CT Radiation Overdoses Caused by User Error, FDA Says
User error, not technological problems, is to blame for cases of excess radiation in computed tomography scans, the U.S. Food and Drug Administration says.
The FDA has been investigating reports that patients undergoing CT brain perfusion scans were accidently exposed to excess radiation. The FDA announced this week it found that when properly used, the CT scanners did not malfunction. Rather, it's likely improper use of the scanners resulted in the overdoses.
Nevertheless, the FDA identified a series of steps intended to enhance the safety of these procedures. The steps could reduce the likelihood of radiation overexposure in the event of CT scanners' improper use.
Back in October 2009, the FDA encouraged CT facilities to review their protocols and make sure that the values displayed on the control panel corresponded to the doses normally associated with the protocol. Based on its investigation to date, the FDA made additional recommendations to facilities. Among them:
- Assess whether patients received excess radiation during CT perfusion scans.

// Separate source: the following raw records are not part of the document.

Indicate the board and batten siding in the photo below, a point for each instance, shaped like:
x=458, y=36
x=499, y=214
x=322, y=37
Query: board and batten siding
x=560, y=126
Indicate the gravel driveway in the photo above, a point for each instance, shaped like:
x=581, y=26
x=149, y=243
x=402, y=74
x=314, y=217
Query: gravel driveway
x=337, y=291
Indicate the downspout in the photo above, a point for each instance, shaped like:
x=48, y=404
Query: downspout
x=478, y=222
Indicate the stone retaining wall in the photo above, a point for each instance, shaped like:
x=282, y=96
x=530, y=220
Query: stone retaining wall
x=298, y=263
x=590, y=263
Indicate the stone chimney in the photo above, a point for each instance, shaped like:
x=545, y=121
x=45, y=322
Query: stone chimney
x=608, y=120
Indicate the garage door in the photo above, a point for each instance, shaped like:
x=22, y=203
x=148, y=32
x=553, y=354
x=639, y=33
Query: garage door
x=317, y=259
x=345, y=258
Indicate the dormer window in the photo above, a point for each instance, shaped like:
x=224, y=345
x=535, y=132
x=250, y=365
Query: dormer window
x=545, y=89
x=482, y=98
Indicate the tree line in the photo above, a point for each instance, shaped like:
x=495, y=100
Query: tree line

- Review radiation dosing protocols for all CT perfusion scans to ensure the correct dose is planned for each study.
- Implement quality control procedures to ensure dosing protocols are followed every time, and that the planned amount of radiation is administered.
- Check the display panel before performing each scan to make sure the amount of radiation to be delivered is appropriate for the individual patient.
- Be certain, and document, that radiologic technologists are trained on the specific scanner and for the specific imaging protocol they are using.
- CT operators should be specifically trained on dose-saving features, such as automatic exposure control, before using them.